Jeff, thank you very much for your engagement on this!

Those edits didn’t work for me, but I was able to get a fix.

It had to do with the dbus-launch command you first identified on our call, when reviewing the bc_desktop/template/desktops/xfce.sh script. I’m not sure what made me conclude it wasn’t working during the call, but it’s definitely working now.

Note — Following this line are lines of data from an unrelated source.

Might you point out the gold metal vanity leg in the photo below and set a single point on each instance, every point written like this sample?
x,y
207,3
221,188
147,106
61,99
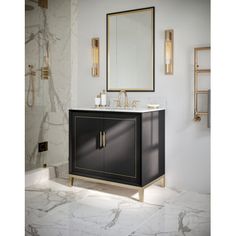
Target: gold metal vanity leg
x,y
141,194
163,181
71,180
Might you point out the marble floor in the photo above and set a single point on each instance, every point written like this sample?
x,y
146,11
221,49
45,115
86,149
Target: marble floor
x,y
89,209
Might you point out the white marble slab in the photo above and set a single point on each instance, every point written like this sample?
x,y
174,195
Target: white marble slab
x,y
113,109
53,208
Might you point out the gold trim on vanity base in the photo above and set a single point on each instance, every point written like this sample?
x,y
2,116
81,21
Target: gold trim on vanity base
x,y
161,180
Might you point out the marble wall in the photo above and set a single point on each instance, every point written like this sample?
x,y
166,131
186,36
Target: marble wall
x,y
47,32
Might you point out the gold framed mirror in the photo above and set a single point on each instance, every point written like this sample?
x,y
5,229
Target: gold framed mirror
x,y
130,50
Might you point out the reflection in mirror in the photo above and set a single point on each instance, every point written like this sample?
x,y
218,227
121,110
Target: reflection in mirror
x,y
130,50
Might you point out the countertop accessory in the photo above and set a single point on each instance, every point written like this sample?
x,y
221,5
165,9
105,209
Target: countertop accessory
x,y
153,106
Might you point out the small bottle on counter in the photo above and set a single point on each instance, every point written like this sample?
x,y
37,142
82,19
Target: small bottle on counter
x,y
97,101
103,98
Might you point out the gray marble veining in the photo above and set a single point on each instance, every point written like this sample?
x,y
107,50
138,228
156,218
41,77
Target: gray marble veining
x,y
53,208
47,34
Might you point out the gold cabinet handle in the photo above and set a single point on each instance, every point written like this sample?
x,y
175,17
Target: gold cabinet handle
x,y
104,139
100,139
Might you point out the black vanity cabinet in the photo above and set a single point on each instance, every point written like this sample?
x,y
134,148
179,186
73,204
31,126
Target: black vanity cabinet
x,y
122,147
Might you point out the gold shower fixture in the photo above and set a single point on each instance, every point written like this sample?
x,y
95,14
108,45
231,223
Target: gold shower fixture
x,y
43,3
95,57
169,44
45,69
44,72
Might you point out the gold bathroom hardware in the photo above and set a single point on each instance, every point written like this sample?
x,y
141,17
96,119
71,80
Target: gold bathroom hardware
x,y
134,103
126,101
100,139
197,91
160,181
44,72
169,45
104,139
95,57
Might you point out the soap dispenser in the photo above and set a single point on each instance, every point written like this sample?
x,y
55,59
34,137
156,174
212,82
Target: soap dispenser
x,y
97,101
103,98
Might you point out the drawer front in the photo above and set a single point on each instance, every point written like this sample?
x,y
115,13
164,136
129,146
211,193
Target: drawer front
x,y
118,159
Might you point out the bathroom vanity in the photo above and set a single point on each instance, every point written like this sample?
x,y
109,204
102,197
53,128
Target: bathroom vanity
x,y
124,147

Here’s my submit.sh.erb (the notable addition being eval $(dbus-launch --sh-syntax):

#!/usr/bin/env bash

# Clean the environment
module purge

# Set working directory to home directory
cd "${HOME}"

# Launch Xfce Window Manager and Panel
#

(
  export XDG_CONFIG_HOME="<%= session.staged_root.join("config") %>"
  export XDG_DATA_HOME="<%= session.staged_root.join("share") %>"
  export XDG_CACHE_HOME="$(mktemp -d)"
  module restore
#  set -x
  eval $(dbus-launch --sh-syntax)
  xfwm4 --compositor=off --sm-client-disable
  xsetroot -solid "#D3D3D3"
  xfsettingsd --daemon --sm-client-disable
  xfce4-panel --sm-client-disable
) &

#
# Start MATLAB
#

# Load the required environment
module load matlab

# Launch MATLAB
module list
set -x
matlab -desktop

I’m still a little hazy on the full picture, but the result that the Xfce components now have a dbus session interface running in the slurmd cgroup, rather than trying to use the short-lived connection in the user cgroup (XDG_RUNTIME_DIR). And the window control features work as expected!

1 Like

We recently had to revisit this due to a separate issue, and time had provided a little insight (I think!).
To summarize, for future reference:

To get a working setup on RHEL 8 with Xfce 4.16.1 (from EPEL), two changes are needed from OSC’s baseline script.sh.erb:

  1. A message bus for the various Xfce components has to be manually launched (dbus-launch)
  2. The window manager xfwm4 has to executed in the background; the --daemon option is no longer valid

Here’s the parenthesized block of Xfce commands we’re using with success:

# Launch Xfce Window Manager and Panel
#
(
  export XDG_CONFIG_HOME="<%= session.staged_root.join("config") %>"
  export XDG_DATA_HOME="<%= session.staged_root.join("share") %>"
  export XDG_CACHE_HOME="$(mktemp -d)"
  eval $(dbus-launch --sh-syntax)
  xfwm4 --compositor=off --sm-client-disable &
  xsetroot -solid "#D3D3D3"
  xfsettingsd --daemon --sm-client-disable
  xfce4-panel --sm-client-disable
) &
2 Likes

This topic was automatically closed 180 days after the last reply. New replies are no longer allowed.